# Clausing 5914 Metric Gears



## songbird (Jul 18, 2016)

Hello all. I was fortunate enough that when I purchased my Clausing 5914 lathe, it came with an extra banjo along with part of the metric change gears. It include the 100/127 combination gears, the 60/30 compound gear, and a 20 & 22 tooth stud gears. It appears that I still need a 16, 18, 24 & 28 tooth stud gears, and perhaps 20, 25 or 50 tooth screw gears. I have watched several videos on gear identification, and all I get is more confused. Any one know the best place (price) to purchase these gears, and what the pressure angle or gear pitch should be? Thanks in advance, Jim.


----------



## chips&more (Jul 18, 2016)

I have a Clausing 6900 series. And also have the metric threading attachment. BUT, after using it just one time! I found it to be a giant hassle and instead bought an import lathe with metric threading. Now I have two lathes and metric thread capabilities with no hassles. And the import lathe was cheaper than just the Clausing metric thread attachment, if I had to buy it that way! It was a no brainer…Dave.


----------



## songbird (Jul 18, 2016)

chips&more said:


> I have a Clausing 6900 series. And also have the metric threading attachment. BUT, after using it just one time! I found it to be a giant hassle and instead bought an import lathe with metric threading. Now I have two lathes and metric thread capabilities with no hassles. And the import lathe was cheaper than just the Clausing metric thread attachment, if I had to buy it that way! It was a no brainer…Dave.

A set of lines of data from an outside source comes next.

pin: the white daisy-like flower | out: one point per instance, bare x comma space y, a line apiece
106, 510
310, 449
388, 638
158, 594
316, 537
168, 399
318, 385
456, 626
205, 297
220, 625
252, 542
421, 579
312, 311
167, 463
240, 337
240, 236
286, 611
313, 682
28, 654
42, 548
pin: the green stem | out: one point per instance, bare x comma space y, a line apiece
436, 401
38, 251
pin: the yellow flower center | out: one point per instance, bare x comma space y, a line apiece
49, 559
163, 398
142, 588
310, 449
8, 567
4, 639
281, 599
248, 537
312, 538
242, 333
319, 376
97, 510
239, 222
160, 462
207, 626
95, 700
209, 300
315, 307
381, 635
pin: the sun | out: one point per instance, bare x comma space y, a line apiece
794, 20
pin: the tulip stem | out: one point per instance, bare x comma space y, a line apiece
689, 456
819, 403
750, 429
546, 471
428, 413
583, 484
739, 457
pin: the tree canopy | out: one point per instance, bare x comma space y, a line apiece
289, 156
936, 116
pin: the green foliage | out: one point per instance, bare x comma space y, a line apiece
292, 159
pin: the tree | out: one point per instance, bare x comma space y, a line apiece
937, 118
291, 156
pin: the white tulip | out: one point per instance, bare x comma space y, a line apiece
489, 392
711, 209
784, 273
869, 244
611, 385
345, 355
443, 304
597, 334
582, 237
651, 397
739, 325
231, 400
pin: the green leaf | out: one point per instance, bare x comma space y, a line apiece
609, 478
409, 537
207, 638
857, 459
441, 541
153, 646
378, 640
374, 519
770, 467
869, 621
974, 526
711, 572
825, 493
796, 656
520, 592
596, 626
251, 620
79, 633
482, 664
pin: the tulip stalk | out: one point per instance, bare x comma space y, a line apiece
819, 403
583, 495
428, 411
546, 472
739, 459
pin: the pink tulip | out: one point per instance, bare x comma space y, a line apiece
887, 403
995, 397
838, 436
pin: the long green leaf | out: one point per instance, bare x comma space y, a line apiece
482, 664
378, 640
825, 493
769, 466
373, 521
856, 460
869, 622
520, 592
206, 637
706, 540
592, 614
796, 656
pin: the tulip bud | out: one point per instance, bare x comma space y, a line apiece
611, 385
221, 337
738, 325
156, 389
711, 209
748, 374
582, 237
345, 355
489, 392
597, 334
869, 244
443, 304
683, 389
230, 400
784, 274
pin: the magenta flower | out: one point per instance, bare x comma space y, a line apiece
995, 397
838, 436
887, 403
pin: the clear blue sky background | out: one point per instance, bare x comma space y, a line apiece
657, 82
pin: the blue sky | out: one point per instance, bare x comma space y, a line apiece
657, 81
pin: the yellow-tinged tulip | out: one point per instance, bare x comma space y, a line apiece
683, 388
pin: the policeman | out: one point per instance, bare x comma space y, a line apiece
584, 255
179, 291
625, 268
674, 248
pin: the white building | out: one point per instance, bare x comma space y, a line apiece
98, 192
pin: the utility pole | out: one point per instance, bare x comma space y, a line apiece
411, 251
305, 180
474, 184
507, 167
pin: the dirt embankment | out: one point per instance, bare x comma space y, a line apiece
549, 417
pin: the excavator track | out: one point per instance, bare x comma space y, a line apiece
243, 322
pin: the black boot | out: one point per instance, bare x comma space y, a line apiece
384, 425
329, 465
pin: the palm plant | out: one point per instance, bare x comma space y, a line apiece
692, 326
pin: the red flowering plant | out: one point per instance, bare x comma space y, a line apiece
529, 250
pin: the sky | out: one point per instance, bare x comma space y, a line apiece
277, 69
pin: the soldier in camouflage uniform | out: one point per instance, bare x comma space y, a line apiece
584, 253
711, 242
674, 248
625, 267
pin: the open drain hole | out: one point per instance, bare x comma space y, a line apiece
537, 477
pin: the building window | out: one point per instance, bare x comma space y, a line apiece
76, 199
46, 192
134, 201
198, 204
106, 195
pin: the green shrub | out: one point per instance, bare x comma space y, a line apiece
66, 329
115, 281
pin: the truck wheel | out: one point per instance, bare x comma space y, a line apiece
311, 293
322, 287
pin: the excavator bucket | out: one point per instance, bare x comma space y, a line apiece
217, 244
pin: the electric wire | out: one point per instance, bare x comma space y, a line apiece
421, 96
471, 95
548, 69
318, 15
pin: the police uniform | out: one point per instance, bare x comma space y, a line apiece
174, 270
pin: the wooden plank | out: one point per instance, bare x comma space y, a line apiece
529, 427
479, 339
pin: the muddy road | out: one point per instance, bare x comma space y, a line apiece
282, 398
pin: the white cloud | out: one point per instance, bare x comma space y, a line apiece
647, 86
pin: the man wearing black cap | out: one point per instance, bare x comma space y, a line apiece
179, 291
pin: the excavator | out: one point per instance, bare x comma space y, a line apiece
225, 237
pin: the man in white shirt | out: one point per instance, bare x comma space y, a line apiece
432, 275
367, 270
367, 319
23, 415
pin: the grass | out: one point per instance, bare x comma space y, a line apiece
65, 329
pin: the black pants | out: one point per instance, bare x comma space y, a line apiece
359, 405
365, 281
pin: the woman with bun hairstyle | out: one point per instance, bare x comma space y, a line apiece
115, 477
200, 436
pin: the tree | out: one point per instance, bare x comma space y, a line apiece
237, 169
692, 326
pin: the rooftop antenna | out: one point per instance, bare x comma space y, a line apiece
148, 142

That is not a bad idea Dave, thanks.


----------



## Rootpass (Jul 19, 2016)

Dave, which lathe did you get to thread with?


----------



## machPete99 (Nov 24, 2019)

Understand this is an old thread but I have some info on the gears, if needed.
I could actually use some inputs on the medtric banjo dimensions, if available...


----------



## Rootpass (Nov 24, 2019)

I don’t have any dimensions but what did you find for gears?


----------



## machPete99 (Nov 24, 2019)

There was a guy on Practical Machinist that made metric kits reproducing most of the original setup (not all), but not sure if he still does this:








						Clausing 5914 Metric Gears
					

Hello all. I was fortunate enough that when I purchased my Clausing 5914 lathe, it came with an extra banjo along with part of the metric change gears. It include the 100/127 combination gears, the 60/30 compound gear, and a 20 & 22 tooth stud gears. It appears that I still need a 16, 18, 24 &...




					www.hobby-machinist.com
				




From this and related posts:
All gears are 16 Diametrical Pitch (DP) 14.5* Pressure Angle (PA) spur gears, 0.500" thick.
The drive shaft gears (the 16, 20, 24, and 28) have 1/2" bore, The leadscrew gears are 5/8" bore.
Gears are from Boston Gear, but some modifications required (milling off hubs, re-bushing).
Its close to $400 for the gears on Amazon. It might be possible to use smaller transposing gears with small accuracy loss and save some money, but some redesign needed.
At some point I may take this on as a project, we'll see...


----------



## Rootpass (Nov 24, 2019)

I like the idea of an electric leadscrew. Clough42 on YouTube has several videos that you might be interested in watching.


----------